L’action morale que les ministres cathares exerçait avait bien pour but cette purification qui préparait le retour de la conscience spirituelle, et nous en lisons la preuve dans ces quelques lignes choisies dans le texte de l’examen de conscience des croyants : « Ô seigneur, juge et condamne les vices de la chair, n’aie pas pitié de la chair, née de la corruption, mais aie pitié de l’esprit qui y est emprisonné » (Aias merce del esperit pausat en carcer). [Manière de dire que la chair sera détruite alors que l’âme, qui est immortelle, continue son existence après la mort du corps, et que l’esprit, quant à lui, étincelle divine, est éternel.] Les croyants qui voulaient vraiment se préparer à la vie spirituelle recevaient d’ailleurs des conseils personnels des chrétiens cathares ; une réforme radicale de mœurs était nécessaire pour arriver à la reconstitution de l’unité humaine. [L’éthique gnostique peut se résumer à la Règle de Justice et de Vérité que suivaient les Cathares : être juste et vrai, avec soi-même, en toute circonstance et quoi qu’il en coûte ; être dans sa justice et sa vérité, en assumant au maximum les conséquences qui en découlent.] Il fallait se purifier des désirs et des passions, apprendre à résister aux tentations de la chair, aux séductions sexuelles [c’est-à-dire à maîtriser les impulsions du corps, au lieu de s’y soumettre], cause de la déchéance des âmes. [Nous déchoyons quand le corps dicte sa loi à l’âme et à l’esprit, au lieu d’être animé par l’âme elle-même pilotée par l’esprit.] Si nous voulons préciser en quoi consistait cette purification qui menait à une vie nouvelle, nous pouvons dire que ce qui s’opérait au cours de la période d’épreuve [à base, pour le corps, de jeûne et d’abstinence] n’était évidemment pas autre chose qu’une catharsis, ou purification de l’âme, si profonde qu’elle permettait au croyant de recevoir l’initiation spirituelle, c’est-à-dire d’accueillir en pleine conscience, dans son âme régénérée, l’Esprit consolateur.

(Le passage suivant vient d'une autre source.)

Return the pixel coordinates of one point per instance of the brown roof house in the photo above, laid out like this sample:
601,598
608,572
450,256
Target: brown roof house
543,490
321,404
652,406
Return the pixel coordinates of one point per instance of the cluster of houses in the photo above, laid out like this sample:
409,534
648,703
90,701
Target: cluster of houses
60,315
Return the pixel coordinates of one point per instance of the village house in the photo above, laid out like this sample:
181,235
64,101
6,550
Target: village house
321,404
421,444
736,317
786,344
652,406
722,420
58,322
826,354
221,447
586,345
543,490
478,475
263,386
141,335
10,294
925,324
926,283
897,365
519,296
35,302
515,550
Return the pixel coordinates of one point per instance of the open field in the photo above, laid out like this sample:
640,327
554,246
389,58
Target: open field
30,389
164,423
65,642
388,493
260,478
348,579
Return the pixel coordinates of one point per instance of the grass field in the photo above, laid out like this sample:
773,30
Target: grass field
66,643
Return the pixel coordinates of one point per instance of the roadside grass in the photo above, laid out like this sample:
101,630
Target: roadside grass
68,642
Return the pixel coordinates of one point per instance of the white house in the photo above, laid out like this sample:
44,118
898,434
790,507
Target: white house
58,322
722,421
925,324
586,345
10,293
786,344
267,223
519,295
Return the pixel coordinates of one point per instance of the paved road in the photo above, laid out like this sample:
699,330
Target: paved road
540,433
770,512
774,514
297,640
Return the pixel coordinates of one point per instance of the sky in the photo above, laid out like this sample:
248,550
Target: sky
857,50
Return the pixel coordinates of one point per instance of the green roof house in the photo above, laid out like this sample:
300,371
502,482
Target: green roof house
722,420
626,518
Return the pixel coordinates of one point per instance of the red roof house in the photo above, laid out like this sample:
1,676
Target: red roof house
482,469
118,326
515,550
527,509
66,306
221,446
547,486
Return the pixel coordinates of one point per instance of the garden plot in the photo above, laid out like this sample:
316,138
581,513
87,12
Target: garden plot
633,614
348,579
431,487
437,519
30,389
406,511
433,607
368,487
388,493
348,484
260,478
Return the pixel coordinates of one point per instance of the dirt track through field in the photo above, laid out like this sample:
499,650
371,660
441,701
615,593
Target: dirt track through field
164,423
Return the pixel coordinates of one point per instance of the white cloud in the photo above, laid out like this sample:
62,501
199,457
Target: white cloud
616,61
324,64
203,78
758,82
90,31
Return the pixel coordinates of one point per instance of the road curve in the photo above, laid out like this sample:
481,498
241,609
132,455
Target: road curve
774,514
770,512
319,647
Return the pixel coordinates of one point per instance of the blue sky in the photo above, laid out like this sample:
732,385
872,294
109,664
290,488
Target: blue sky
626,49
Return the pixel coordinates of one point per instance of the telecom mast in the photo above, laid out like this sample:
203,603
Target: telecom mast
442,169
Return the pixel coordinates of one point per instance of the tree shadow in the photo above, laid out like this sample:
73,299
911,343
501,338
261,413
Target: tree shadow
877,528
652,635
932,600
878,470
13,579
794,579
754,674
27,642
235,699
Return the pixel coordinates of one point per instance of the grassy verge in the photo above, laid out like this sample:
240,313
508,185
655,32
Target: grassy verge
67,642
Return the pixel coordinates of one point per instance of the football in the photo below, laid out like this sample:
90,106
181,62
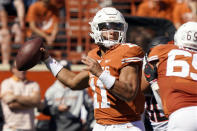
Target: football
29,54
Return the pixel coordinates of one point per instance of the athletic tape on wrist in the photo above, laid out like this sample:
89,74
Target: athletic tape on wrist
107,79
53,66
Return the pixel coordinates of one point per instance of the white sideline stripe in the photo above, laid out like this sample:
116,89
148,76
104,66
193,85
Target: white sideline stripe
42,67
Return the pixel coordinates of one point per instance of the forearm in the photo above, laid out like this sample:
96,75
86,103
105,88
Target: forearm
20,11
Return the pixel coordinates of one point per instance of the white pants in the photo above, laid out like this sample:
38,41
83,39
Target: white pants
184,119
133,126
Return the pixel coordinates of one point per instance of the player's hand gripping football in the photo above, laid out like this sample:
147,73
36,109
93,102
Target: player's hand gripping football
92,65
150,71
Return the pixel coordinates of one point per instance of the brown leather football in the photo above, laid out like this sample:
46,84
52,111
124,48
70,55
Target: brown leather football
29,54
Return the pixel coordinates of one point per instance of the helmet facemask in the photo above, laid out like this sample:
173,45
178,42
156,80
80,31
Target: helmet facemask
106,24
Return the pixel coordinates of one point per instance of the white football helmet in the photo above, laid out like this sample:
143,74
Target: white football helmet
186,35
108,18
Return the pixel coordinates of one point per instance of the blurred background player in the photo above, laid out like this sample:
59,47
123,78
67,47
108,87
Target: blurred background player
113,71
43,18
176,77
154,116
5,37
64,106
19,98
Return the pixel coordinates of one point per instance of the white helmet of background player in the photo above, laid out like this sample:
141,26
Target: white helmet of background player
111,19
186,35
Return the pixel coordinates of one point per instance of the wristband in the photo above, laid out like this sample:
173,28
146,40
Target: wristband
154,85
53,65
107,79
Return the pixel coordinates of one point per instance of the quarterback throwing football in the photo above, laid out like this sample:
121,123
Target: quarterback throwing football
113,72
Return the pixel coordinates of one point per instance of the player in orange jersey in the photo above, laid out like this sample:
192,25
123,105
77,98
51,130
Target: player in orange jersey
176,68
113,71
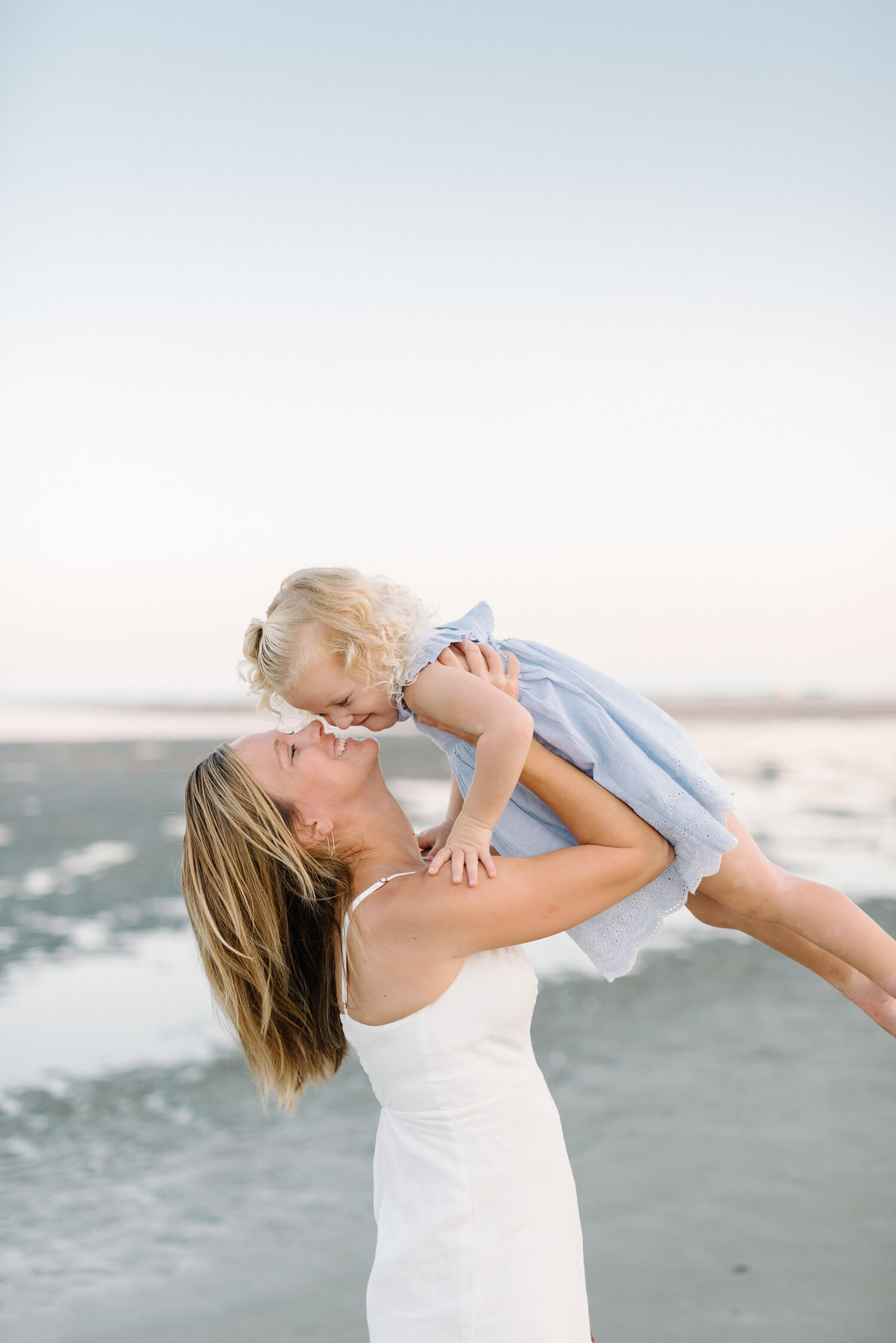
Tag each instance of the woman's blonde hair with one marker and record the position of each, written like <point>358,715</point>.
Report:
<point>370,625</point>
<point>266,915</point>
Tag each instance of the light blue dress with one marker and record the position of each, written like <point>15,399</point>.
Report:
<point>629,746</point>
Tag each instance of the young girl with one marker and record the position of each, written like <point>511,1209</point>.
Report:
<point>357,652</point>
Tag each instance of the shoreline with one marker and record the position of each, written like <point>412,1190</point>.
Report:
<point>78,723</point>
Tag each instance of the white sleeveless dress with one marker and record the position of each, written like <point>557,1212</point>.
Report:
<point>478,1235</point>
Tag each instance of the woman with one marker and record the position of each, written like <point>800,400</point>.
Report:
<point>319,927</point>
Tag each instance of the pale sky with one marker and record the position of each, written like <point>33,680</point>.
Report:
<point>581,309</point>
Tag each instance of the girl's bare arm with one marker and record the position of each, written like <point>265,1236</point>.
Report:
<point>472,708</point>
<point>617,854</point>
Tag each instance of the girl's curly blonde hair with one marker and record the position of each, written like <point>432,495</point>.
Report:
<point>370,625</point>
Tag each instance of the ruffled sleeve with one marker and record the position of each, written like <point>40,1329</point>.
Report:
<point>478,625</point>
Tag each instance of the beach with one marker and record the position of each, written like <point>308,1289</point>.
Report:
<point>730,1119</point>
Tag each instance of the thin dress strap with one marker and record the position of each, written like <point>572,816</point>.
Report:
<point>351,911</point>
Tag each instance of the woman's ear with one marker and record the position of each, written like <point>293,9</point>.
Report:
<point>317,830</point>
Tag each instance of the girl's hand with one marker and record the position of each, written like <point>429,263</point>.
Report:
<point>484,663</point>
<point>432,840</point>
<point>468,845</point>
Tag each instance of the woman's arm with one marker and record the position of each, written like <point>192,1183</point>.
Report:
<point>618,853</point>
<point>503,729</point>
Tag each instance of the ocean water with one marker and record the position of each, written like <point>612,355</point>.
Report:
<point>730,1119</point>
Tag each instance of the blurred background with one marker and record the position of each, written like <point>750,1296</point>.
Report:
<point>581,309</point>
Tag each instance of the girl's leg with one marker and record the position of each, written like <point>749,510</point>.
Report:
<point>849,982</point>
<point>754,888</point>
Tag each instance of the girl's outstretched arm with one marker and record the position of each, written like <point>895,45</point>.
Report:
<point>469,707</point>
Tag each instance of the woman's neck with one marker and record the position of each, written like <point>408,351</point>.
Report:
<point>389,845</point>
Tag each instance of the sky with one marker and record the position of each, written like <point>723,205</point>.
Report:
<point>581,309</point>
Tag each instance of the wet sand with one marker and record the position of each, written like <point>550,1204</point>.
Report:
<point>730,1119</point>
<point>730,1123</point>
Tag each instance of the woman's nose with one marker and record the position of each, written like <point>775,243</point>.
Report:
<point>312,734</point>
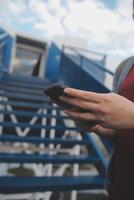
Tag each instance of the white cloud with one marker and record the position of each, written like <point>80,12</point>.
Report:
<point>109,31</point>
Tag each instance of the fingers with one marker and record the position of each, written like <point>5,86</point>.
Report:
<point>81,116</point>
<point>77,102</point>
<point>85,95</point>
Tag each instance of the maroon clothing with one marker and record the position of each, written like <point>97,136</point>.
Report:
<point>122,187</point>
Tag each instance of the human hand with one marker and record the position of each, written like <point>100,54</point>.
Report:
<point>96,128</point>
<point>108,110</point>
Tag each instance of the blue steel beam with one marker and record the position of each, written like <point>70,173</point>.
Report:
<point>38,126</point>
<point>41,184</point>
<point>46,158</point>
<point>39,140</point>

Le terme grec de catharsis explique qu’on ait pu donner aux initiés le nom de cathares ou de purs, mais celui de « parfaits » a exagéré et déformé leur pensée [ayant été inventé par la racaille ecclésiastique afin de faire passer les Cathares pour d’arrogants et infatués connards s’imaginant meilleurs que les autres et supérieurs aux autres, c’est-à-dire un parfait exemple d’inversion accusatoire, si fréquente chez les catholiques envers les « hérétiques »]. L’inquisiteur [et cathare renégat] Raynier Sacconi, dans sa Summa de Catharis use du nom de Cathares. Les inquisiteurs du Midi, rédacteurs des dépositions qu’ils recevaient, écrivaient « hérétiques » ou « hérétiques vêtus » [ou revêtus] ; mais ils laissaient parfois passer le nom de « bons hommes » ; cependant le texte du rituel occitan ne donne aux Cathares initiés que ceux de chrétiens et de bons hommes, et le peuple ne les désignait pas autrement.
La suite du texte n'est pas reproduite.